How Much Is My Book Worth?


Towards the end of last year someone wrote with an inquiry about a bird book they owned and were thinking of selling. Their main question was, ‘How much should I ask for it?’  As more and more books are offered for sale on the internet’s open market, the question has become more interesting and the answers more diffuse. Here, in reply, is a foray into the subject-- not the final word, but a start. The book in question is The Birds of Canada by W. Earl Godfrey.


To set an asking price for your book you need to consider:


Its place in the book market. Godfrey's book, in any edition, is a reference book. A birder owns field guides (which are portable) and reference books (which are not)-- both sorts of bird book are used rather than collected. Collected bird books always feature old, original and extraordinary illustrative plates (Audubon's Birds of America is the best and most expensive example) and are always at least scarce.  (Because collecting, gathering, and hoarding are difficult to separate in the field, this statement about scarcity can withstand any number of counterexamples).

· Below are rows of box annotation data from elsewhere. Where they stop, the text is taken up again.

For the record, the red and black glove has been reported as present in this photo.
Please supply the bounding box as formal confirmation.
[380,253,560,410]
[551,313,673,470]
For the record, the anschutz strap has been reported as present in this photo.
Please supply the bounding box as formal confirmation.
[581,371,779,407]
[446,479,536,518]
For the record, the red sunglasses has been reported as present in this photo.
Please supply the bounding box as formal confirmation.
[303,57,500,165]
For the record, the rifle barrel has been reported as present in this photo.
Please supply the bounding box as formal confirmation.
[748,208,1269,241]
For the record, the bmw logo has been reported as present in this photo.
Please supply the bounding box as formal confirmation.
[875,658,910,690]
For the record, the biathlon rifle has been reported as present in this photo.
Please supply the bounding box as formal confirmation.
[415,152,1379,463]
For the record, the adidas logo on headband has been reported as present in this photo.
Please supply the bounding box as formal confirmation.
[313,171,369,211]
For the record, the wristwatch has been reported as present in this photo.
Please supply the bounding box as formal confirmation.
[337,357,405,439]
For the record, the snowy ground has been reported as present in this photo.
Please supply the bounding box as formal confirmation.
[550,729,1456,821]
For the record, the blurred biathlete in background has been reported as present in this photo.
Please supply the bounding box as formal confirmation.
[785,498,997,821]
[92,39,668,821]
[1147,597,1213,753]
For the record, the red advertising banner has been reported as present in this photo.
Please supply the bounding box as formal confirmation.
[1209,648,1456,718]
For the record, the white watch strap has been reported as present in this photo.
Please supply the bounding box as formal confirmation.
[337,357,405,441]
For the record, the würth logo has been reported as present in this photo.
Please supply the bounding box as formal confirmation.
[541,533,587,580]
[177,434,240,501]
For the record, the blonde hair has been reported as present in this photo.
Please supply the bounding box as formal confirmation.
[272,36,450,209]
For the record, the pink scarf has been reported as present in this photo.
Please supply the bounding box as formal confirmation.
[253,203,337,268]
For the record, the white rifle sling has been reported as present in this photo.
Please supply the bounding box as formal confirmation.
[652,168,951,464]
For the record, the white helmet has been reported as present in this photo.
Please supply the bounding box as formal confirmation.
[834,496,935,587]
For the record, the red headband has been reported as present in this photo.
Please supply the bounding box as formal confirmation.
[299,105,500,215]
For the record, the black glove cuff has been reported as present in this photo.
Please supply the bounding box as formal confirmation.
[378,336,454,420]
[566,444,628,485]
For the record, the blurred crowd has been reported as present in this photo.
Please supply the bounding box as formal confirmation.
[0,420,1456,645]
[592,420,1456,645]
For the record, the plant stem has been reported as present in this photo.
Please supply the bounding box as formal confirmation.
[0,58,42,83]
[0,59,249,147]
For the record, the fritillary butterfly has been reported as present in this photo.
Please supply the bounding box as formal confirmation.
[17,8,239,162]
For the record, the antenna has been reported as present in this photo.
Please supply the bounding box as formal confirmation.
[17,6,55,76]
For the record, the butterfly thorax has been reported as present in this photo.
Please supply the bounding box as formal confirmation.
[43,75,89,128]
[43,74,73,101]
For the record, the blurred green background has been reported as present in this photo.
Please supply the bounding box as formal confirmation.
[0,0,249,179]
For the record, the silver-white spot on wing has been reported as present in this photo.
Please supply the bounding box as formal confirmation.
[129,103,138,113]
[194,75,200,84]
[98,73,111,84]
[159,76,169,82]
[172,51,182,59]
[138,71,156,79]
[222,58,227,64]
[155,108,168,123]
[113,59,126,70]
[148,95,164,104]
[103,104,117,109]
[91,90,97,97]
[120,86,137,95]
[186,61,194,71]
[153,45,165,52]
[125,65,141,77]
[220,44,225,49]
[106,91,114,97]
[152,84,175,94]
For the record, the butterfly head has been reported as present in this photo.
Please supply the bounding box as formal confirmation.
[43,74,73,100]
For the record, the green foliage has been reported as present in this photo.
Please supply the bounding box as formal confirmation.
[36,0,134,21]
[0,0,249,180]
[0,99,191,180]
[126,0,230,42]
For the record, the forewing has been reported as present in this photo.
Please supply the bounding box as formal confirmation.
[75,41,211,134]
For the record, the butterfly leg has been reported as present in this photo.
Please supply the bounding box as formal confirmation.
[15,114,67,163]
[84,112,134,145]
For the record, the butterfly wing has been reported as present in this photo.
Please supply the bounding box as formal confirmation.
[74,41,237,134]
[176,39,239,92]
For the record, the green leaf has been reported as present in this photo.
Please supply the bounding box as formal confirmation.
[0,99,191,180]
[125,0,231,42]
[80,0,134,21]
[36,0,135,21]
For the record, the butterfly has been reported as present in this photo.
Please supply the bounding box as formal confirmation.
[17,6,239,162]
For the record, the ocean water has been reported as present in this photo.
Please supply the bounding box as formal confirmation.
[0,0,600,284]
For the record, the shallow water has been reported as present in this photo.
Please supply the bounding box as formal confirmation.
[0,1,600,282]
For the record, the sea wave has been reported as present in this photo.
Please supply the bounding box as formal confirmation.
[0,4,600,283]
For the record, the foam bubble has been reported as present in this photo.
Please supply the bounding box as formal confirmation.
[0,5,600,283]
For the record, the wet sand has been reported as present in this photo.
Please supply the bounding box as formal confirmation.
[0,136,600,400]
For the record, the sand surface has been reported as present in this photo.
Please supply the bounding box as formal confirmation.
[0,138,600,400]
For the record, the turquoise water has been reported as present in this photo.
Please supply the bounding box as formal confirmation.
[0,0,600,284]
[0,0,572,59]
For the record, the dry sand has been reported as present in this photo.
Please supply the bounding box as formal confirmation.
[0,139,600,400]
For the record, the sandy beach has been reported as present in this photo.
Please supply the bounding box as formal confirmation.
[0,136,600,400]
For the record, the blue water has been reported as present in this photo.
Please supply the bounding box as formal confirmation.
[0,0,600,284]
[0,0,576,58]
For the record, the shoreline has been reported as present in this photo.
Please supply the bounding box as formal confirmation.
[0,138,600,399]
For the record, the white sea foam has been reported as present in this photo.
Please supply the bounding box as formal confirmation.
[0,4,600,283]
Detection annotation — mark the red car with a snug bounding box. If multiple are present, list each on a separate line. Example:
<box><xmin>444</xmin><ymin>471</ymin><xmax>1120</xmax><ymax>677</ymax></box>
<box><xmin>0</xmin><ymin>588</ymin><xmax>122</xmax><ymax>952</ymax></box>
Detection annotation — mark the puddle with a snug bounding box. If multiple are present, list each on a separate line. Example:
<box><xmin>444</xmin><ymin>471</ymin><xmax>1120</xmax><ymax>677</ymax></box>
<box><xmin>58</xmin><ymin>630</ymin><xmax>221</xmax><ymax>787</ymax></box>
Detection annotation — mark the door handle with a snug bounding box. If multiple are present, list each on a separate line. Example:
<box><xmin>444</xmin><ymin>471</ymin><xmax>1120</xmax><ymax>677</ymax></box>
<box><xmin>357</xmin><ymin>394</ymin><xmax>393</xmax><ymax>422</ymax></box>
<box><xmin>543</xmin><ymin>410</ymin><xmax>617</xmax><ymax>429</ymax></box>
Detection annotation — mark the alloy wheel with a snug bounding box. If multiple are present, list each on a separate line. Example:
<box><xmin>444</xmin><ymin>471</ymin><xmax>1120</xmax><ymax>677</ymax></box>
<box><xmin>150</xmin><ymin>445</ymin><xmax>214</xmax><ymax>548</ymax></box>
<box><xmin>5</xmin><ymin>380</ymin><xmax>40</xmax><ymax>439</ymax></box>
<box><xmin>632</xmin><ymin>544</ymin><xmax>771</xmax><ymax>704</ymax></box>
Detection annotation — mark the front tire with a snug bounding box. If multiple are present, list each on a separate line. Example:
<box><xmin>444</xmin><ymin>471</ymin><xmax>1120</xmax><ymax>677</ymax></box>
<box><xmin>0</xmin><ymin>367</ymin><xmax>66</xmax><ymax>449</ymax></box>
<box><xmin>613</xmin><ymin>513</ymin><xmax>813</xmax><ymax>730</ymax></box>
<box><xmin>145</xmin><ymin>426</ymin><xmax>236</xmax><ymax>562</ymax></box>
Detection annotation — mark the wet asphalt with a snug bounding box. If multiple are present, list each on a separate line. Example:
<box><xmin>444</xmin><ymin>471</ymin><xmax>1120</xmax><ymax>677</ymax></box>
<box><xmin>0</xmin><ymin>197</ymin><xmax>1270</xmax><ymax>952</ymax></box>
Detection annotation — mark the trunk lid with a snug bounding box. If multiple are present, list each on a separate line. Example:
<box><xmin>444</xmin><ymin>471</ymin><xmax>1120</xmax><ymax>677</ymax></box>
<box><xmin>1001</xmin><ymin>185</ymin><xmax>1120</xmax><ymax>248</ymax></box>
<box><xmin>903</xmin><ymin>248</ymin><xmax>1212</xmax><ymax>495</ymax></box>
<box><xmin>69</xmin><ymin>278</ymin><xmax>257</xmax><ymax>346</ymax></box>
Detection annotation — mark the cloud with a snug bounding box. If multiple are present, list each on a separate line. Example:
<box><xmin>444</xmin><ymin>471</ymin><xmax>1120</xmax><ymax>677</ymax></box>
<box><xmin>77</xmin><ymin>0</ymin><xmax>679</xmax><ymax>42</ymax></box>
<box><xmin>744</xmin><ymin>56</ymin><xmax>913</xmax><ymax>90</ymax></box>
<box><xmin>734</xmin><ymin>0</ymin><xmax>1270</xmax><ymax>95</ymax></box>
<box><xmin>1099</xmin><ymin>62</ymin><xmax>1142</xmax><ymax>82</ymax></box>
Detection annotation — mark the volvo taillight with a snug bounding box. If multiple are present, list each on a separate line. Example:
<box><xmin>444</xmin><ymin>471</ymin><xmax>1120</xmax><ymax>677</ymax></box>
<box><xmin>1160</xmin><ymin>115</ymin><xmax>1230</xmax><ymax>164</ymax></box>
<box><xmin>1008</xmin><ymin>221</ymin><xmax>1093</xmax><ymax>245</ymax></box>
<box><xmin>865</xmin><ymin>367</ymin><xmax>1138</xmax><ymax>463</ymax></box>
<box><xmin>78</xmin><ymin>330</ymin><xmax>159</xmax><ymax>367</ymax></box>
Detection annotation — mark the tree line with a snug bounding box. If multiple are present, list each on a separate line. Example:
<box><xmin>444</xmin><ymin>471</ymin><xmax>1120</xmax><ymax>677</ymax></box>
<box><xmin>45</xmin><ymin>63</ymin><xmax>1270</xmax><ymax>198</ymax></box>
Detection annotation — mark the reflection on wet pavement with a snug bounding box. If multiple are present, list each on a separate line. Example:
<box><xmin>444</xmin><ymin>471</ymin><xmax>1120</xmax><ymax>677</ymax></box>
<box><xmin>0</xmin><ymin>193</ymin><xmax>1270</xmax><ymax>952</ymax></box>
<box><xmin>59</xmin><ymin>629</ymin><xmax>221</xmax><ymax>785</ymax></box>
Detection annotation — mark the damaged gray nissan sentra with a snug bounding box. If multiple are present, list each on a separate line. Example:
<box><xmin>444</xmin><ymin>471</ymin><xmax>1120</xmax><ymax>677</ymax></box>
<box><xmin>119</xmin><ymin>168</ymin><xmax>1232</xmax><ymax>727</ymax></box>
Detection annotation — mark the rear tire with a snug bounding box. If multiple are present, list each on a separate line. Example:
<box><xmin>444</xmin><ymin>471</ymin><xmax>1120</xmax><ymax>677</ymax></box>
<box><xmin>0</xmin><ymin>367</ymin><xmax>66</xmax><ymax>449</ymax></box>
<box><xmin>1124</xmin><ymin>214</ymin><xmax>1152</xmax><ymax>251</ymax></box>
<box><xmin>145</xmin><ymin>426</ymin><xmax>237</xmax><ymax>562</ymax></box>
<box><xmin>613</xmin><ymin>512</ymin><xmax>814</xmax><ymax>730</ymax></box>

The book's condition. You need to examine your copy carefully. Put yourself in a buyer's place-- and a systematic, picky buyer at that. Godfrey comes with a dust jacket and these are often the first to show wear and are often missing. Is the jacket in a protective plastic cover? Examine the book's covers for damage and wear, are the hinges tight, loose, broken? Is the text block clean? A buyer is going to see any damage; you might as well tell them first. Details are important.


Availability. How many copies are currently offered for sale? Are they readily available to a buyer?  And at what price? In the case of Godfrey's book, I can find somewhat more than 100 copies in either edition offered for sale, live or on-line. A bookseller in downtown Peterborough about 2 kms from here has two copies for sale, but you can also buy a copy from someone in California.


Special features. Most often a particular copy is said to be special and therefore worth more than a comparable ordinary copy because it is signed by the author or illustrator, or because of some special association, e.g., it is from the library 

of a noted person. A signature alone does not render a book especially valuable unless the book is also collectable in its ordinary state. In the case of a signed, common reference book such as Godfrey's, the most his signature means

is that the copy is somewhat more interesting than others-- it might make a better gift than an unsigned copy. I can buy a signed copy with some damage for 50.00 USD today.


How you plan to sell your book. Generally speaking, a bricks and mortar bookstore can offer to buy a book from you for a third of its expected retail (which sometimes is arrived at through an intuitive procedure). The rational formula, I am reliably told, is one third for the book, one third for overhead, one third for the bookseller. Internet sellers evidently resort to a variety of pricing techniques, ranging from the technical to the spiritual. The prices of the hundred or so copies currently for sale on-line range from about 150.00 USD on down. Studies suggest the higher the price, the longer the book has been listed. 


How fast do you want to sell it and why? How much time and trouble are you prepared to spend to get it sold? Ordinarily, the price of a copy on a card table full of stuff at a flea market will be different (presumably lower) from the price in a booth at the Boston Book Fair. 


So, I guess it depends. If it were up to me, I would expect a premium for Godfrey's signature on either of the two Fine copies I have for sale-- probably $75 for a signed copy, but I would also be prepared to make a price to get the book sold.